Existe otra cápsula lingüística que tengo muy estudiada en el campo de la compasión. Las personas ulceradas por el destino aluden al gigantesco tamaño de su dolor con una expresión muy sentida pero muy desatinada: «No te puedes ni imaginar el dolor que me abrasa por dentro».  De nuevo objeto: «Precisamente lo único que está a mi alcance es imaginármelo». La piedad necesita de la ficción, e imaginar es sencillo gracias al relato compartido porque el otro y yo somos seres humanos, somos semejantes, por eso puedo hacerme una idea. Más expresiones del folclore de las conversaciones tremendamente inexactas. Cuando una persona ha cometido una profunda indignidad solemos acompañar nuestro estupor ante esa atrocidad afirmando que «lo que ha hecho no tiene nombre». Será por mi deformación artesana de alguien que se dedica a ordenar miles de palabras todos los días, pero, una vez explicada la tropelía, yo suelo refutar a mi interlocutor diciéndole que si quiere le regalo cuatro o cinco palabras que nombran fidedignamente lo que ha perpetrado esa persona. Una última frase hecha. Cuando un sentimiento muy intenso nos avasalla, sentenciamos que «no se puede decir lo que siento». «Pues es una pena, porque los sentimientos se expresan, pero para poder compartirlos se describen». El cuerpo y sus órganos son los receptores de la expresión del sentimiento, pero el lenguaje posee la iniciativa de su descripción. En realidad no describimos sentimientos, describimos lo que pensamos que sentimos.

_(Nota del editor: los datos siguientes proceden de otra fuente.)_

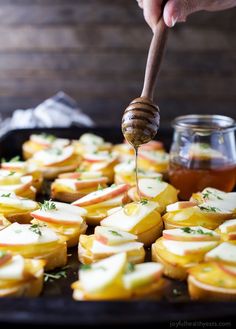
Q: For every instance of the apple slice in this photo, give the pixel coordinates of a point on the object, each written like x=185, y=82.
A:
x=101, y=195
x=112, y=236
x=150, y=188
x=194, y=233
x=25, y=234
x=225, y=252
x=86, y=183
x=4, y=257
x=184, y=248
x=142, y=274
x=13, y=269
x=180, y=205
x=96, y=277
x=100, y=249
x=228, y=226
x=53, y=156
x=62, y=214
x=127, y=220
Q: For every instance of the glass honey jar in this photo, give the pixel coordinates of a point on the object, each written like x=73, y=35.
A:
x=203, y=154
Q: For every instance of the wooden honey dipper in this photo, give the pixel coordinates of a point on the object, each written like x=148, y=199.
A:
x=141, y=118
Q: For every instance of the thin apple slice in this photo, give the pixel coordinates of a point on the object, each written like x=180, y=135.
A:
x=96, y=277
x=126, y=219
x=225, y=252
x=101, y=249
x=184, y=248
x=4, y=257
x=25, y=234
x=61, y=213
x=101, y=195
x=13, y=269
x=142, y=274
x=228, y=226
x=112, y=236
x=193, y=233
x=229, y=269
x=86, y=183
x=180, y=205
x=53, y=156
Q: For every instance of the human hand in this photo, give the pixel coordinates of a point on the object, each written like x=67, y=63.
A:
x=179, y=10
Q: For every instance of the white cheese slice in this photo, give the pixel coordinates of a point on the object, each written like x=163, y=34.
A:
x=102, y=273
x=67, y=182
x=225, y=252
x=22, y=234
x=63, y=212
x=125, y=222
x=101, y=248
x=228, y=226
x=17, y=202
x=14, y=269
x=53, y=155
x=184, y=248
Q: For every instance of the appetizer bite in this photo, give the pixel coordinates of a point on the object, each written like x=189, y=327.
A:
x=69, y=187
x=188, y=213
x=153, y=160
x=106, y=242
x=140, y=218
x=91, y=143
x=125, y=173
x=54, y=161
x=102, y=161
x=15, y=208
x=227, y=230
x=114, y=278
x=156, y=190
x=19, y=276
x=180, y=249
x=216, y=278
x=25, y=169
x=99, y=202
x=3, y=222
x=66, y=220
x=34, y=241
x=11, y=181
x=39, y=142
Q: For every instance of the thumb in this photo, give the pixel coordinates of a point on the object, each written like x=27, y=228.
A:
x=178, y=10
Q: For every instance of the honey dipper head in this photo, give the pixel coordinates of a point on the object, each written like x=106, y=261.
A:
x=140, y=121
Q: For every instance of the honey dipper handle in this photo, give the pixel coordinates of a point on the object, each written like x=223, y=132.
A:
x=155, y=54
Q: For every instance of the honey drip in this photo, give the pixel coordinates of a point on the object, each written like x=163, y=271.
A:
x=136, y=171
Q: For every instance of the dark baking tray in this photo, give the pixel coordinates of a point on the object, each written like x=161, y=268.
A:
x=56, y=306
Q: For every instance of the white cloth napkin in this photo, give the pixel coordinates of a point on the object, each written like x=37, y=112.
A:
x=58, y=111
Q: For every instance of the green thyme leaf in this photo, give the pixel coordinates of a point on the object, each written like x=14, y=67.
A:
x=49, y=277
x=6, y=195
x=36, y=229
x=47, y=205
x=130, y=268
x=144, y=202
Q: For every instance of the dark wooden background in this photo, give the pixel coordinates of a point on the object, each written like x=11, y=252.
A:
x=95, y=50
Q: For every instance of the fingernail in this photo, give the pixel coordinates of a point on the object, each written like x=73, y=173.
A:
x=174, y=19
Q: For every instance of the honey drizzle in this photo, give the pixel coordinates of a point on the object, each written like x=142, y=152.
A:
x=136, y=171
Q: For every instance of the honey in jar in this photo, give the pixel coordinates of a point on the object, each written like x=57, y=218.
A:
x=203, y=154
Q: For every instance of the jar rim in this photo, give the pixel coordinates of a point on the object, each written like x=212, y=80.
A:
x=204, y=122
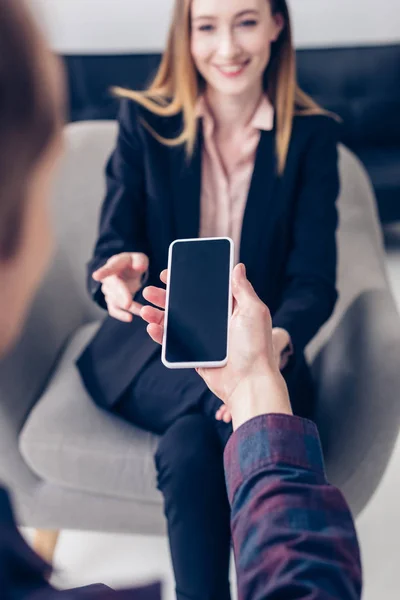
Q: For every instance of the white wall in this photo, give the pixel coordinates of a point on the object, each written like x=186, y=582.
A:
x=79, y=26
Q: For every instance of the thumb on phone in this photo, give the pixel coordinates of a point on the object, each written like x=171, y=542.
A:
x=242, y=290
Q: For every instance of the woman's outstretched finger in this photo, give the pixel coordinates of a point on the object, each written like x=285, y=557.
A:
x=156, y=296
x=152, y=315
x=156, y=332
x=164, y=276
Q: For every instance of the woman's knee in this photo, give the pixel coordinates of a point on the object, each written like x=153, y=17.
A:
x=189, y=453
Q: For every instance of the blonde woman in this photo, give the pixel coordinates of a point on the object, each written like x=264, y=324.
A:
x=222, y=143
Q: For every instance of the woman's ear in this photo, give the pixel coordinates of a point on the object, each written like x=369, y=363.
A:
x=277, y=26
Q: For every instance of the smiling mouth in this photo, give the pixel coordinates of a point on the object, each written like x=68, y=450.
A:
x=233, y=70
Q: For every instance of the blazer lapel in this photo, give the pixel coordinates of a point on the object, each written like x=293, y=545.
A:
x=260, y=209
x=186, y=190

Sé que el lenguaje tiene vedados ciertos territorios. Heidegger empleó su monumental Ser y tiempo para, mil páginas después de no dejar de hablar del ser, acabar concluyendo que del ser no se puede hablar. Arguyó, eso sí, que sólo los poetas se pueden referir a él. Los poetas son los pastores del ser, asintió. Wittgenstein hizo célebre su último aforismo del Tractatus en el que crípticamente resumía que «de lo que no se puede hablar, mejor es callarse». Hay muchas experiencias que no son decibles, pero esto no significa que no existan, o que sean irrelevantes. Al contrario. Son tan relevantes, inciden tanto en la raíz de la persona que somos, que no podemos hablar de ellas con lenguaje científico sin caricaturizarlas o adulterarlas de inexactitud. A mí me gusta decir que donde no llegan las palabras llegan las metáforas. El lenguaje académico es más limitado que el lenguaje poético. Es más probable sentir el latido de la vida en un párrafo de una novela, o en el zigzaguear de unos versos en un poema, que en una estantería repleta de estudios de investigación sobre la condición humana. George Lakoff y el filósofo Mark Jhonson analizaron el papel de las metáforas en los trajines diarios de las personas. Titularon su ensayo como Metáforas de la vida cotidiana. Lo que no alcanzan las palabras lo alcanzan los símiles, las analogías, las metonimias, las metáforas, cuyo material son las palabras. He aquí la paradoja.  Cuando alguien nos recuerde que la vida ha provocado un seísmo en su mundo y nos diga que no se puede explicar con palabras, le podemos animar a que nos lo explique con metáforas. Hay muchas probabilidades de que aunque no se lo pidamos acabe utilizándolas. Con la metáfora podemos aproximarnos a expresar la palpitación irreductible que es vivir.